He becomes the locus of authority in that new home. It’s not then as if he is supposed to be under his father’s direct command all the days of his life.

There is a way of honoring parents once we have become adults that does not mean simply doing exactly whatever they say whether we think that this is wise or good or godly or not.

What is clear is that where this commandment to honor our parents is breaking down in extravagant ways, not only is God being defied since he gave the commandment, but the stability of the entire culture is breaking up. Hence the words of Micah 7. “Do not trust a neighbor.” So bad was the social relationship at the time.

“Put no confidence in a friend. For a son dishonors his father, a daughter rises up against her mother, a daughter-in-law against her mother-in-law—a man’s enemies are the members of his own household.” That’s the net result of having the family unit break up, until it becomes an endless game of one-upmanship.

2 Timothy 3? He says, “People will be disobedient to their parents.” Honor your father and your mother. That brings me to the second thing the Bible emphasizes.

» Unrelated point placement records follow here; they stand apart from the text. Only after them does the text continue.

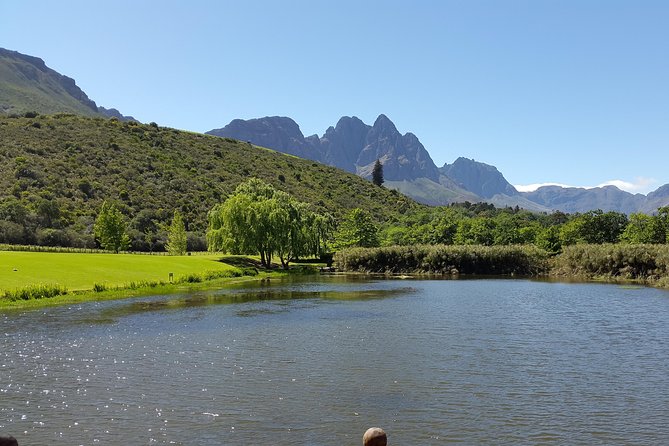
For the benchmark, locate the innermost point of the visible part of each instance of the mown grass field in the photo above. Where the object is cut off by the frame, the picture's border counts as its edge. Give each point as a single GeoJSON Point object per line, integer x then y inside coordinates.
{"type": "Point", "coordinates": [80, 271]}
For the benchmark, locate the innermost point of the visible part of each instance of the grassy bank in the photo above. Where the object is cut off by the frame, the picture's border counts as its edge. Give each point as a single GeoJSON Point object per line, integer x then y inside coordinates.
{"type": "Point", "coordinates": [77, 271]}
{"type": "Point", "coordinates": [35, 279]}
{"type": "Point", "coordinates": [445, 259]}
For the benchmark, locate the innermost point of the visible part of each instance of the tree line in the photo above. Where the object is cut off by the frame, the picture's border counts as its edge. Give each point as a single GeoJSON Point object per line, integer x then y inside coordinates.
{"type": "Point", "coordinates": [261, 220]}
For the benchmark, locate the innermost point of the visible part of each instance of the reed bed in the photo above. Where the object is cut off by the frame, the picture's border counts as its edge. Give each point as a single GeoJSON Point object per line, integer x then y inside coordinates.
{"type": "Point", "coordinates": [445, 259]}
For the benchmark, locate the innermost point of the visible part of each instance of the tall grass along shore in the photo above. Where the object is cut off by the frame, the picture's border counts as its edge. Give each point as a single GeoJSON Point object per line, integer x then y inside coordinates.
{"type": "Point", "coordinates": [647, 264]}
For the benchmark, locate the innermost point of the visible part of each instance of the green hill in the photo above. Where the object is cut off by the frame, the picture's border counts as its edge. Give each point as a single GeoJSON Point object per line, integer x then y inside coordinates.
{"type": "Point", "coordinates": [55, 172]}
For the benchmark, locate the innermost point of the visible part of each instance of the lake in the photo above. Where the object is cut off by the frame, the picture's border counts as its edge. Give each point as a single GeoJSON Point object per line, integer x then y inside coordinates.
{"type": "Point", "coordinates": [318, 360]}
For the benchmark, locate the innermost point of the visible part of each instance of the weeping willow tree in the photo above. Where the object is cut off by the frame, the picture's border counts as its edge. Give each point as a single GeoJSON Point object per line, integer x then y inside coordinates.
{"type": "Point", "coordinates": [258, 219]}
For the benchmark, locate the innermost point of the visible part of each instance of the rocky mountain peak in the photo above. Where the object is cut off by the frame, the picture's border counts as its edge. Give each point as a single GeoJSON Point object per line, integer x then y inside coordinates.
{"type": "Point", "coordinates": [482, 179]}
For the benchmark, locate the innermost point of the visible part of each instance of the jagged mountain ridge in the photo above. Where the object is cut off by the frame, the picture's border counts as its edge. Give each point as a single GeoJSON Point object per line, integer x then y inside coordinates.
{"type": "Point", "coordinates": [28, 84]}
{"type": "Point", "coordinates": [354, 146]}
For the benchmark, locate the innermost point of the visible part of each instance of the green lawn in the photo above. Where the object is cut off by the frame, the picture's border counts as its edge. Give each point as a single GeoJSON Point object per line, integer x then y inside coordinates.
{"type": "Point", "coordinates": [77, 271]}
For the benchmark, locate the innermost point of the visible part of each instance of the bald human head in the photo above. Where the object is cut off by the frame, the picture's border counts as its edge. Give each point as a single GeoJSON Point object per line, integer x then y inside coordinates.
{"type": "Point", "coordinates": [375, 436]}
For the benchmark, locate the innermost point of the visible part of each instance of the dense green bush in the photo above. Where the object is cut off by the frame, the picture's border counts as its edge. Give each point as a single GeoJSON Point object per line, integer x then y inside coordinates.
{"type": "Point", "coordinates": [625, 261]}
{"type": "Point", "coordinates": [35, 292]}
{"type": "Point", "coordinates": [445, 259]}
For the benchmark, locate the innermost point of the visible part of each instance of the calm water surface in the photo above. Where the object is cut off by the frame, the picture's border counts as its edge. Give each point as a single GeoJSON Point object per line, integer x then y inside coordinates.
{"type": "Point", "coordinates": [317, 362]}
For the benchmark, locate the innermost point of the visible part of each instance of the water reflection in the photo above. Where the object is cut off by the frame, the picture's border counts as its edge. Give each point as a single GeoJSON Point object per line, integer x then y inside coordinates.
{"type": "Point", "coordinates": [280, 296]}
{"type": "Point", "coordinates": [317, 362]}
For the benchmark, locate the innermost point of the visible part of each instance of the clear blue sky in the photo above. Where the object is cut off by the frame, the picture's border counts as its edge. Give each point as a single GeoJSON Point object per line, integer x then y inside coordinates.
{"type": "Point", "coordinates": [568, 91]}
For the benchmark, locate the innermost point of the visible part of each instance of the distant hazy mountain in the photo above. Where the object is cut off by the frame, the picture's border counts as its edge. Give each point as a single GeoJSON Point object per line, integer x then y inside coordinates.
{"type": "Point", "coordinates": [573, 199]}
{"type": "Point", "coordinates": [27, 84]}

Hate your father and mother. That’s a direct quote. Luke 14:26–27. “If anyone comes to me and does not hate his father and mother, his wife and children, his brothers and sisters—yes even his own life—he cannot be my disciple.

Jesus himself elsewhere insists in the strongest terms that children must obey their parents and adults must honor their parents.

In fact, he rebukes the Pharisees in their day for playing fast and loose with the tax laws. Did you know they declared something was korban, something was actually dedicated to the temple, then money that should’ve gone to the support of their parents was funneled off and used for religious purposes that promoted their own reputations. Maybe they could even keep some on the side, but it didn’t go to their moms and dads.

What Jesus says is, “That’s wrong! It’s wicked! It’s selfishness because the Bible commands you, ‘Honor your parents. Honor your father and mother.’ By your tradition, you’re nullifying the Word of God.” So Jesus is as strong as anyone on this business. Yet he dares to say this. The language is striking. In one sense, it’s already tied back to Exodus 20.